Firstly we will prove $(b)$, then $(a)$ can be deduced easily. We will show that $Y \sim Poisson(\lambda p)$ using the fact that the Moment-generating function of $Y$ will be the Poisson one.

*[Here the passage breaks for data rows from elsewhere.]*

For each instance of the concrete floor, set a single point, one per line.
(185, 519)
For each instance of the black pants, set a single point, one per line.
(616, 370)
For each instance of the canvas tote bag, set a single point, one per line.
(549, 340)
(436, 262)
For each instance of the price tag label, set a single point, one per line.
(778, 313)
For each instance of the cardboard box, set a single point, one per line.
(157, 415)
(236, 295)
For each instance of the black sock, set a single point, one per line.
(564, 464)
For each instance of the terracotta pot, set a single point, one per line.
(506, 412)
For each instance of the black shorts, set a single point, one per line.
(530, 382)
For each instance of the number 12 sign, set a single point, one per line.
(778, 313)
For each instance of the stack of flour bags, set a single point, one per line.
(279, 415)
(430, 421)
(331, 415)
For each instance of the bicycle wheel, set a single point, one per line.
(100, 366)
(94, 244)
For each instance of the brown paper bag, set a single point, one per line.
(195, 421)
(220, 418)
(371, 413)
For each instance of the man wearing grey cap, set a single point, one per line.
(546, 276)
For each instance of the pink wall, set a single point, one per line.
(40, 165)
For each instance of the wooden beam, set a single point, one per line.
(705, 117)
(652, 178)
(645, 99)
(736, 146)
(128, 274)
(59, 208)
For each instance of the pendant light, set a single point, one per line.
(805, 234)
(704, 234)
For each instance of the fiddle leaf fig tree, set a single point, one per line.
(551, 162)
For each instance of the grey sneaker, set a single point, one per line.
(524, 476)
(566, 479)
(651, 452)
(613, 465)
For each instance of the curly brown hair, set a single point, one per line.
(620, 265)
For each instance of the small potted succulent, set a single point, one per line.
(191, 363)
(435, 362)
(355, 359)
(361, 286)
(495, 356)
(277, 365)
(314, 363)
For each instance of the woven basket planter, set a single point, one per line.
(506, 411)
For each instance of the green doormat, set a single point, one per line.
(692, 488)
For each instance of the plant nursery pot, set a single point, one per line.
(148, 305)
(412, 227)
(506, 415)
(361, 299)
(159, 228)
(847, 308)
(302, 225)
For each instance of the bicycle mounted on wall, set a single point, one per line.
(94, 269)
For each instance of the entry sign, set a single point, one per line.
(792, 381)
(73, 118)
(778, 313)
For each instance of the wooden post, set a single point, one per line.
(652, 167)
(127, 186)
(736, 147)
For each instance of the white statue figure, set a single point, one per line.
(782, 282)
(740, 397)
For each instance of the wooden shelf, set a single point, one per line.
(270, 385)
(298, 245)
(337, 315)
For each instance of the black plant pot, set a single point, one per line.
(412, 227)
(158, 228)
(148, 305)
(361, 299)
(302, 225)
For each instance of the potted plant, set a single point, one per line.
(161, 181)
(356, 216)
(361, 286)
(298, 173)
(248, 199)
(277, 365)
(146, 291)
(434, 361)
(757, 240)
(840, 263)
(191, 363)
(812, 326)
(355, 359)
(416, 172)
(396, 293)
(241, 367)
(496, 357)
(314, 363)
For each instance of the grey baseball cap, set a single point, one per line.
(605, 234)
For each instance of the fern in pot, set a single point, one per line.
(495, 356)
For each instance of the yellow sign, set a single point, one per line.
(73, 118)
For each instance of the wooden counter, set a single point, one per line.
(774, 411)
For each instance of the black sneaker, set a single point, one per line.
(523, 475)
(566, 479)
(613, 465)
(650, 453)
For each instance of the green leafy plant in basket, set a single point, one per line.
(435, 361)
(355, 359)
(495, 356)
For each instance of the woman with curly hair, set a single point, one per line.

We have $X \sim Poisson(\lambda)$ and $\displaystyle M_X(t)=e^{\lambda\left(e^t - 1\right)}.$
Now
$$\begin{align}
M_Y(t)&=E[e^{it}]\\
&=\sum\limits_{i=0}^{\infty}{e^{it}P\left( Y=i \right)}\\
&=\sum\limits_{i=0}^{\infty}{e^{it}\left( \sum\limits_{j=i}^{\infty}{P( Y=i|X=j)P\left(X=j\right)}\right)}
\end{align}$$
but $\displaystyle P(Y=i|X=j)=\binom{j}{i}p^iq^{j-i}=\frac{j!}{(j-i)!i!}p^iq^{j-i}$, i.e. binomial, because the events asociated with probability $p$ are independet and $\displaystyle P(X=j)=\frac{e^{-\lambda} \lambda^j}{j!}$. So
$$\begin{align}
M_Y(t)
&=\sum\limits_{i=0}^{\infty}{e^{it}\left( \sum\limits_{j=i}^{\infty}{\frac{j!}{(j-i)!i!}p^iq^{j-i}\frac{e^{-\lambda} \lambda^j}{j!}}\right)} \\
&=e^{-\lambda}\sum\limits_{i=0}^{\infty}{e^{it}\frac{1}{i!}\frac{p^i}{q^i}\sum\limits_{j=i}^{\infty}{\frac{q^{j}\lambda^j}{(j-i)!}}} \\
&=e^{-\lambda}\sum\limits_{i=0}^{\infty}{\frac{1}{i!}\left(\frac{e^{t}p}{q}\right)^i\sum\limits_{j=i}^{\infty}{\frac{(q\lambda)^{j}}{(j-i)!}}} \\
&=e^{-\lambda}\sum\limits_{i=0}^{\infty}{\frac{1}{i!}\left(\frac{e^{t}p}{q} \right)^i\sum\limits_{j=i}^{\infty}{\frac{(q\lambda)^i(q\lambda)^{j}}{(q\lambda)^i(j-i)!}}} \\
&=e^{-\lambda}\sum\limits_{i=0}^{\infty}{\frac{1}{i!}\left(\frac{e^{t}p}{q} \right)^i(q\lambda)^i\sum\limits_{j=i}^{\infty}{\frac{(q\lambda)^{j-i}}{(j-i)!}}} \\
&=e^{-\lambda}\sum\limits_{i=0}^{\infty}{\frac{1}{i!}\left(\lambda e^{t}p \right)^i\sum\limits_{j=0}^{\infty}{\frac{(q\lambda)^{j}}{j!}}} \\
\end{align}$$
but we know $\displaystyle \sum\limits_{k=0}^{\infty}{\frac{x^{k}}{k!}}=e^x,$ hence
$$\begin{align}
M_Y(t)
&=e^{-\lambda}\sum\limits_{i=0}^{\infty}{\frac{1}{i!}\left(\lambda e^{t}p \right)^i e^{q\lambda}}
=e^{-\lambda}e^{q\lambda}\sum\limits_{i=0}^{\infty}{\frac{1}{i!}\left(\lambda e^{t}p \right)^i }
=e^{-\lambda(1-q)}e^{\lambda e^{t}p}=e^{\lambda p\left( e^t -1\right)},
\end{align}$$
therefore $Y \sim Poisson(\lambda p)$.